Com isso, ainda que alguém  concorde com as afirmações desse neoateísmo no seu ataque contra a religião, o misticismo e a metafísica, isso não quer dizer nada no tocante as posições políticas e morais desse sujeito. E sem esse projeto de mundo em comum, não há cola social que transforme esse ateísmo cientificista em um movimento propriamente dito. O neoateísmo carrega consigo um fortíssimo signo de individualismo burguês. Triste consequência de relegar as ciências humanas a um papel, quando muito, de coadjuvante

Eu, do meu lado, não acho nem que se precise ser comunista para enxergar no ateísmo uma força revolucionária. O neoateus mais proeminentes, ainda que não se definam assim, são visivelmente liberais. Ainda assim, pelas suas declarações, não há a menor dúvida neles de que o fim da religião faria do mundo um lugar melhor.

E isso, penso eu, está ligado ao fato de que eles percebem que a religião não se encerra apenas na própria religião. A religião, ou a visão mística ou metafísica da realidade, cria em torno de si um conjunto de estruturas que direcionam a vida prática das sociedades: as noções de família, de propriedade, de hierarquia (moral e social), a própria noção de vida. É o que eu gosto de chamar de "pensamento do tipo religioso". A religião em si pode morrer e o pensamento do tipo religioso pode continuar, porque, apesar de nascer dela, ele vai além dela e regula áreas que não tem uma ligação clara com a religião. Nesse sentido, penso que há uma falta desse vislumbre em quem diz que o fim da religião não faria diferença no mundo.

Quando eu falo do fim da religião, não digo apenas das pessoas passarem a se declarar ateias ou simplesmente pararem de acreditar num deus ou numa existência acima ou abaixo desta.
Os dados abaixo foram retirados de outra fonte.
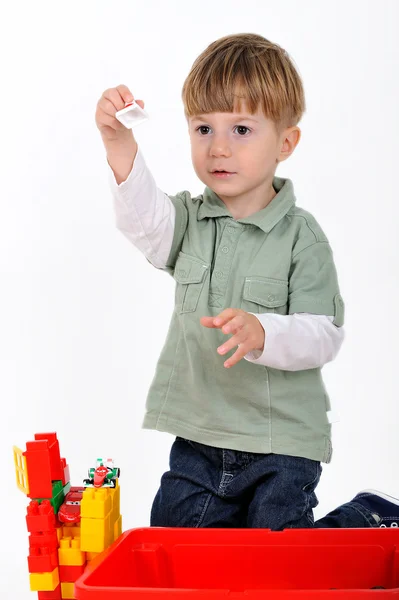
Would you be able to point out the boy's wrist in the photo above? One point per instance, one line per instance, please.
(120, 157)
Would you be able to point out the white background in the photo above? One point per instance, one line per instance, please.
(84, 316)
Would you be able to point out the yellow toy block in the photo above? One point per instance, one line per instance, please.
(96, 503)
(118, 528)
(71, 531)
(116, 502)
(44, 582)
(95, 534)
(70, 552)
(67, 590)
(21, 471)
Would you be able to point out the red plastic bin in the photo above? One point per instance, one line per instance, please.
(244, 564)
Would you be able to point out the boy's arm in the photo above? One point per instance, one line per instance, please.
(144, 213)
(300, 341)
(297, 342)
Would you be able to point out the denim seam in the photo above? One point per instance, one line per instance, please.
(202, 515)
(365, 514)
(225, 476)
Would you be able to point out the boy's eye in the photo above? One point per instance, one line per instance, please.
(204, 129)
(242, 130)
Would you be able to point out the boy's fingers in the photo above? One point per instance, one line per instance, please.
(233, 325)
(125, 94)
(234, 341)
(108, 120)
(237, 356)
(114, 96)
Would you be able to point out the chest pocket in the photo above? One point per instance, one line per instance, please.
(262, 294)
(189, 275)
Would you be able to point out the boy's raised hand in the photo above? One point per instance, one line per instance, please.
(248, 333)
(111, 101)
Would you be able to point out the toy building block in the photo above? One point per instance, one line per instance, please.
(54, 595)
(45, 539)
(42, 560)
(70, 573)
(68, 526)
(56, 466)
(21, 471)
(38, 465)
(117, 528)
(40, 517)
(70, 530)
(68, 590)
(91, 555)
(65, 472)
(96, 503)
(44, 582)
(70, 552)
(96, 534)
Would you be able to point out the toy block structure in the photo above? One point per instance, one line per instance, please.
(67, 526)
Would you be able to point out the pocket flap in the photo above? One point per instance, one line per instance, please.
(189, 269)
(267, 292)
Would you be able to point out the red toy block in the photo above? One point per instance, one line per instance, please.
(38, 466)
(41, 560)
(69, 574)
(55, 595)
(47, 539)
(40, 517)
(65, 470)
(54, 450)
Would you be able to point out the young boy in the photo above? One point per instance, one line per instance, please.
(249, 411)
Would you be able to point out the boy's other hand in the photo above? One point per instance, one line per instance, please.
(111, 101)
(248, 333)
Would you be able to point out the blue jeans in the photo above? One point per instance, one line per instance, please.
(214, 487)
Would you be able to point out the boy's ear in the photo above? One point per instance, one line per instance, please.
(289, 141)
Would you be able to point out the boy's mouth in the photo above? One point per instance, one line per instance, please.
(222, 174)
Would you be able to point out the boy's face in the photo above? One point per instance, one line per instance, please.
(236, 154)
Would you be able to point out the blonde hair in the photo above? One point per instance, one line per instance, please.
(245, 67)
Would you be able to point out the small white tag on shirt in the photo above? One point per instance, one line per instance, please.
(332, 416)
(131, 115)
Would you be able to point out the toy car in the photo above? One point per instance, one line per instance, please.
(69, 511)
(103, 475)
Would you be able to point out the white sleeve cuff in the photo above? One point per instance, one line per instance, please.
(297, 342)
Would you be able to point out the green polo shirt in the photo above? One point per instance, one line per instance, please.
(277, 260)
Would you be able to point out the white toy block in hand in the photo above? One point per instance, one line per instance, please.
(131, 115)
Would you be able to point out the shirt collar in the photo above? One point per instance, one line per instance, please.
(266, 219)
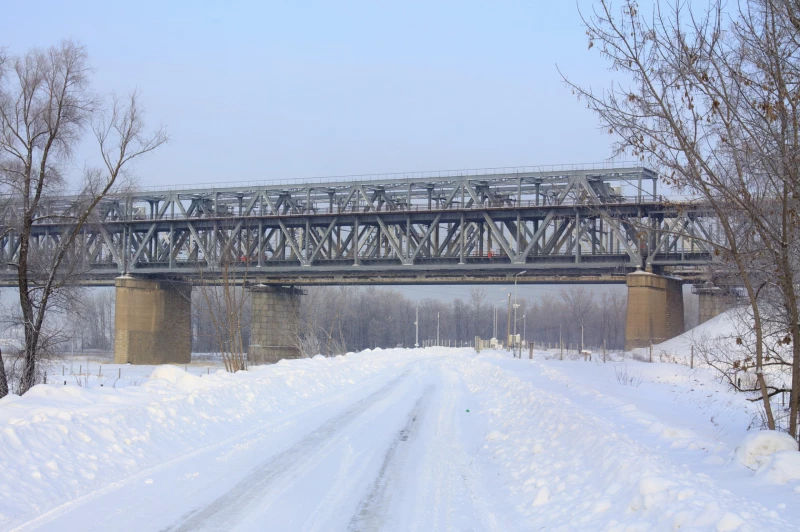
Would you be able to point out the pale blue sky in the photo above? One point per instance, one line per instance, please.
(260, 91)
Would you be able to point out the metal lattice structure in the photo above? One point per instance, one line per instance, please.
(593, 223)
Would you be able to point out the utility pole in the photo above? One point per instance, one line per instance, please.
(524, 337)
(495, 315)
(437, 329)
(508, 324)
(416, 326)
(516, 305)
(582, 337)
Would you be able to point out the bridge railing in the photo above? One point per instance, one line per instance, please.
(360, 208)
(422, 175)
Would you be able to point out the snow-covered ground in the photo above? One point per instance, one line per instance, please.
(425, 439)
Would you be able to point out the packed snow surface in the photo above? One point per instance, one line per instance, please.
(423, 439)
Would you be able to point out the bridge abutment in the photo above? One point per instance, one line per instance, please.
(153, 321)
(712, 301)
(655, 309)
(275, 322)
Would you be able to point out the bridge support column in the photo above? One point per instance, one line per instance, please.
(655, 309)
(153, 322)
(275, 323)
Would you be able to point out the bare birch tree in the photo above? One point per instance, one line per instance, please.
(712, 98)
(46, 107)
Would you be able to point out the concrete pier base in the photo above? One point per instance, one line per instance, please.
(655, 309)
(153, 322)
(274, 328)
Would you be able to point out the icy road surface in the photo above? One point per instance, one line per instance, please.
(396, 440)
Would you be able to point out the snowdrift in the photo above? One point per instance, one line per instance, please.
(61, 442)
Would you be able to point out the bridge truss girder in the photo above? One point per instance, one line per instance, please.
(575, 221)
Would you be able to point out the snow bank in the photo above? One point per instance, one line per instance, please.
(756, 449)
(60, 442)
(719, 329)
(579, 471)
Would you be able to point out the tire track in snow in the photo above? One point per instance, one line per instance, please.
(242, 501)
(371, 509)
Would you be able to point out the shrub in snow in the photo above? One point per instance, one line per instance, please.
(782, 467)
(757, 449)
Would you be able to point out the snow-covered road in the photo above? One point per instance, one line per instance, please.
(410, 440)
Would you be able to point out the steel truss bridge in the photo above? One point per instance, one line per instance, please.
(588, 223)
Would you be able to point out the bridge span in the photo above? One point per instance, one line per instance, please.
(595, 224)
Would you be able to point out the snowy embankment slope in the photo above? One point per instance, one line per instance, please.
(57, 443)
(429, 439)
(720, 330)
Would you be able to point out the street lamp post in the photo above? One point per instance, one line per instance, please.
(514, 338)
(581, 337)
(416, 326)
(524, 338)
(495, 316)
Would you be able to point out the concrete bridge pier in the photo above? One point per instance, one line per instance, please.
(275, 324)
(655, 309)
(153, 321)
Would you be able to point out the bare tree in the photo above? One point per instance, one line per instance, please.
(713, 99)
(46, 105)
(225, 304)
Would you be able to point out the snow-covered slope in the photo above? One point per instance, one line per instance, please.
(426, 439)
(720, 330)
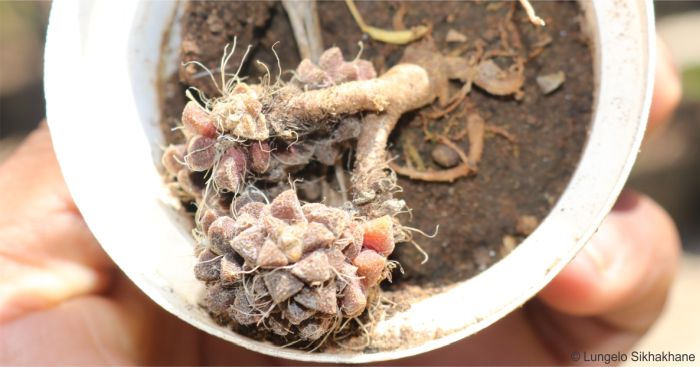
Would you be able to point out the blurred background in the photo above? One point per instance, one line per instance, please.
(668, 168)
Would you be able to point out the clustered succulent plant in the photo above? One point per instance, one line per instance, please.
(269, 260)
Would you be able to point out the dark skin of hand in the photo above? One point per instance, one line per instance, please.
(62, 300)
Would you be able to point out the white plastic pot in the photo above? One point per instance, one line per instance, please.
(103, 60)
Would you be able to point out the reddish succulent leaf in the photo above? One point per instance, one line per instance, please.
(379, 235)
(197, 121)
(370, 266)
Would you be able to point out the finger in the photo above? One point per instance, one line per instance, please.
(122, 328)
(47, 253)
(667, 88)
(623, 274)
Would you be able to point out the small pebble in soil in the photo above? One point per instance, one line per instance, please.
(548, 83)
(444, 156)
(455, 36)
(526, 224)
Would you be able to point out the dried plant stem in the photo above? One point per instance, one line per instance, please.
(389, 91)
(306, 27)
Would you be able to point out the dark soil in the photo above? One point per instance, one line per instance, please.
(515, 179)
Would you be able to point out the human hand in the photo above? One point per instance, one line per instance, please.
(62, 301)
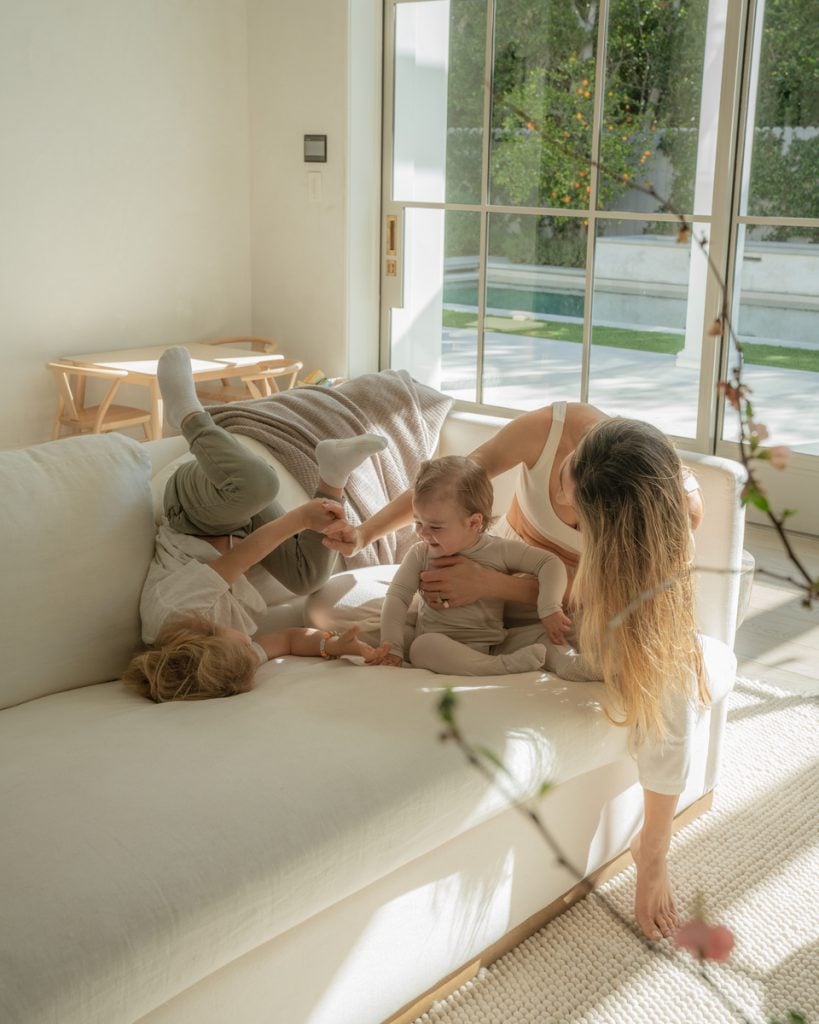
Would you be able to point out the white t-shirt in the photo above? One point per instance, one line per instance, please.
(180, 581)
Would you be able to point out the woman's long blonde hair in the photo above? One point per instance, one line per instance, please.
(634, 578)
(191, 659)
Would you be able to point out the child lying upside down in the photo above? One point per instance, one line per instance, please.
(220, 519)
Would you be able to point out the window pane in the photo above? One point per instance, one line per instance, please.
(651, 109)
(535, 281)
(430, 335)
(775, 321)
(465, 115)
(647, 324)
(784, 147)
(543, 94)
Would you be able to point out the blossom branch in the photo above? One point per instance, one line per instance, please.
(735, 390)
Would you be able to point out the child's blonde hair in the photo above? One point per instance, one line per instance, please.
(461, 478)
(191, 659)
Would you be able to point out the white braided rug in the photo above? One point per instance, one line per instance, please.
(756, 859)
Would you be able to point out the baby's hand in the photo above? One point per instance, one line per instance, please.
(382, 655)
(556, 626)
(319, 513)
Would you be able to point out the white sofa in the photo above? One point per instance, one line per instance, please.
(307, 852)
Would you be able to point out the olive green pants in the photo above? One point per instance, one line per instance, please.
(227, 489)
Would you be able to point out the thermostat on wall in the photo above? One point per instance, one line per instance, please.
(315, 148)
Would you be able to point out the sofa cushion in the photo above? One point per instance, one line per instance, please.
(78, 537)
(153, 844)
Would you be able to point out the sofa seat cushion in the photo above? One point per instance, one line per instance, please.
(78, 538)
(149, 845)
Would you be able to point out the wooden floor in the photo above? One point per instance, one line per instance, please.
(778, 641)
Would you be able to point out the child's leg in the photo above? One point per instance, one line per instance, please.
(222, 488)
(301, 563)
(440, 653)
(563, 660)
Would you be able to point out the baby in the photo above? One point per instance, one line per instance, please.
(195, 658)
(198, 606)
(451, 503)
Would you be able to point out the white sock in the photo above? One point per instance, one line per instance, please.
(525, 659)
(176, 384)
(337, 459)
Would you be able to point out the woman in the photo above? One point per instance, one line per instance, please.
(580, 472)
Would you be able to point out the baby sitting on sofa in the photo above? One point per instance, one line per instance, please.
(451, 504)
(220, 518)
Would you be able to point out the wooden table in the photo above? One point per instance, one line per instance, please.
(207, 363)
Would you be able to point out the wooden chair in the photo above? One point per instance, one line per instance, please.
(81, 419)
(261, 382)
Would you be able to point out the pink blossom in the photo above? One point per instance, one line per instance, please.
(704, 941)
(759, 430)
(732, 394)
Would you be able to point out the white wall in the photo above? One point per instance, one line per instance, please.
(305, 59)
(124, 184)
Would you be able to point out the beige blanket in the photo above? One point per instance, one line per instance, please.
(291, 424)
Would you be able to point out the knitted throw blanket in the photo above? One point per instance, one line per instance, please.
(391, 403)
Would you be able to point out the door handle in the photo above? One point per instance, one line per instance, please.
(391, 247)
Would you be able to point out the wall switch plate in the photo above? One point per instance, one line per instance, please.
(315, 148)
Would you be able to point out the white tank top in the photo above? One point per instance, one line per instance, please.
(531, 516)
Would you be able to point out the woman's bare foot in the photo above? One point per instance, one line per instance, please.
(653, 904)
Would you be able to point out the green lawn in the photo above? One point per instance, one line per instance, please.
(647, 341)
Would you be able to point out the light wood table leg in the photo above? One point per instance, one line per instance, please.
(156, 412)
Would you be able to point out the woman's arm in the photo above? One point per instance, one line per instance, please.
(248, 552)
(462, 581)
(349, 540)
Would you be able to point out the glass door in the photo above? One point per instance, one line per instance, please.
(539, 159)
(535, 166)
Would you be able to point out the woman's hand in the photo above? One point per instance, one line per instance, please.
(382, 655)
(343, 537)
(348, 643)
(456, 581)
(319, 513)
(556, 626)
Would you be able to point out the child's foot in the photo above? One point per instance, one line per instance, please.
(337, 459)
(525, 659)
(176, 384)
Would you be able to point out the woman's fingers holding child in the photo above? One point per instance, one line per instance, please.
(342, 537)
(320, 512)
(382, 655)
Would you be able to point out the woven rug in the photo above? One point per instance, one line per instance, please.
(755, 858)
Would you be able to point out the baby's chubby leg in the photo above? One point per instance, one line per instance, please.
(440, 653)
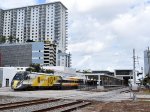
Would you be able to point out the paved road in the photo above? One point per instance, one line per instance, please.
(114, 95)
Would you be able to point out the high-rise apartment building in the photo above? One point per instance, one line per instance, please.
(1, 21)
(39, 23)
(46, 22)
(147, 62)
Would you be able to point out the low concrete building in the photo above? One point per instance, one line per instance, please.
(125, 74)
(7, 74)
(63, 59)
(21, 54)
(15, 55)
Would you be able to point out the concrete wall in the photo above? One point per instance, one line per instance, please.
(1, 76)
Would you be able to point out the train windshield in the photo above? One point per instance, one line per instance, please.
(18, 76)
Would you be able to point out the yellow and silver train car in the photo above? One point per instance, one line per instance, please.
(26, 81)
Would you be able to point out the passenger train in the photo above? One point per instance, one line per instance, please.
(31, 81)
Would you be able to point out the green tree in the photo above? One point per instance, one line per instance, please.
(34, 68)
(146, 80)
(2, 39)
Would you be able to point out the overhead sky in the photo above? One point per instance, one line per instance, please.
(103, 33)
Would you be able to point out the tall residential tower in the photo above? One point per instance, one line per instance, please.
(46, 22)
(39, 23)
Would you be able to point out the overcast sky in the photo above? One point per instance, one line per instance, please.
(103, 33)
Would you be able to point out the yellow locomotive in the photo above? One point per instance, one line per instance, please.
(26, 80)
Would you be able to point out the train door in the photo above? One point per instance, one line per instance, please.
(7, 82)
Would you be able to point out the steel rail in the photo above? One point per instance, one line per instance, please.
(22, 104)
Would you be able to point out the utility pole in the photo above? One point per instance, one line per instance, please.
(148, 56)
(134, 75)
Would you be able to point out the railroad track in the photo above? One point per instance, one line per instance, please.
(25, 103)
(65, 106)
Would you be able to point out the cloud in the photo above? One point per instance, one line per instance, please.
(102, 33)
(8, 4)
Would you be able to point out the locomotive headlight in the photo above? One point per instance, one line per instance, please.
(15, 84)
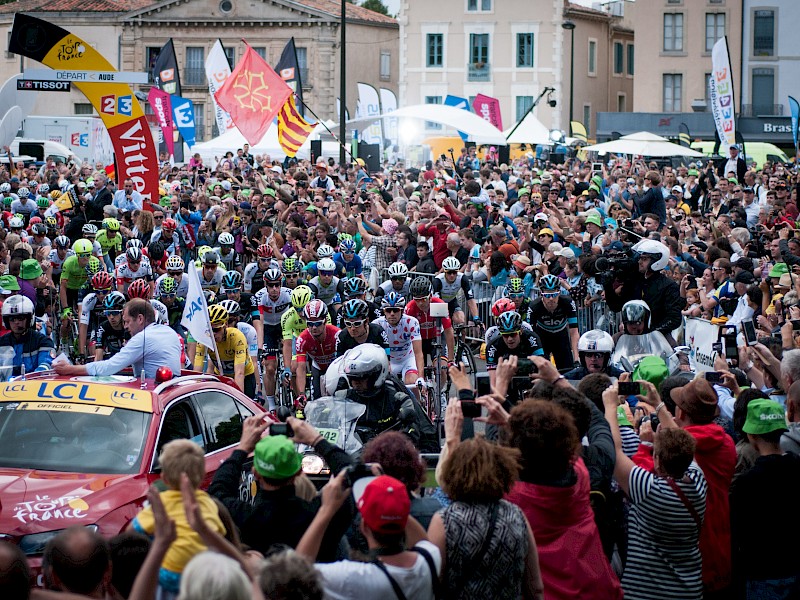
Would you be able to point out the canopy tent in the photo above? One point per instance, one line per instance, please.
(479, 130)
(645, 144)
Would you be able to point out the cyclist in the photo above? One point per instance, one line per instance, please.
(91, 310)
(232, 351)
(555, 319)
(33, 350)
(272, 301)
(111, 335)
(447, 286)
(405, 341)
(318, 343)
(358, 329)
(513, 341)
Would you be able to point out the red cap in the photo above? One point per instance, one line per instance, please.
(385, 505)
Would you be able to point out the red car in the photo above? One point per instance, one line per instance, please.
(84, 450)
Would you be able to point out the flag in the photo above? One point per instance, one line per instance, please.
(253, 95)
(289, 70)
(293, 130)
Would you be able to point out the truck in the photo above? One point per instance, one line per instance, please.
(85, 137)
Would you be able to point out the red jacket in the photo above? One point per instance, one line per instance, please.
(716, 455)
(571, 556)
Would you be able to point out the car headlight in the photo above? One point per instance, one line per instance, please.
(34, 543)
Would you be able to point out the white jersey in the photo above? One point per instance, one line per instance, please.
(400, 336)
(272, 310)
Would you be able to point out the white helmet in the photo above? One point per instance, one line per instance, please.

Tem a ver com superar essas estruturas de pensamento religiosas, e isso, para mim inclui também um pensamento político, social, econômico, etc. Mais do que simplesmente se pautar pelo método científico como apregoam os neoateus.

A morte de Deus não é, ou não deve significar simplesmente um fim das metanarrativas. Significa que o que legitima uma metanarrativa não pode ser um ser imaginário, mas nós em nossa própria razão. Na verdade, a morte de Deus nem significou na prática um fim das metanarrativas, seu cadáver continua esmagando a sociedade humana. Porém é um cadáver esquartejado, e as metanarrativas se multiplicaram a ponto de cada um ter a sua.

Eu me aproximo dos neoateus no seu apreço pela razão e pelo método científico como medida de se chegar a uma verdade maior do que se é possível obter por senso comum e misticismos. Porém me distancio deles em sua verve "isentona", e por sua visão idealizada da própria ciência. Concordo com eles que um mundo sem religião seria melhor, mas eu acho que o ateísmo precisa fazer parte de um projeto de mundo, mais do que ser somente uma característica subjetiva ou uma conclusão racional sobre o mundo (claro que é e deve ser isso também). 

Para que o mundo seja melhor sem religião, o ateísmo deve significar mais do que uma descrença em algo, mas a possibilidade de criar novos valores a partir de bases melhores e mais sólidas. Não basta se alfabetizar cientificamente: os neoateus precisam se alfabetizar politicamente.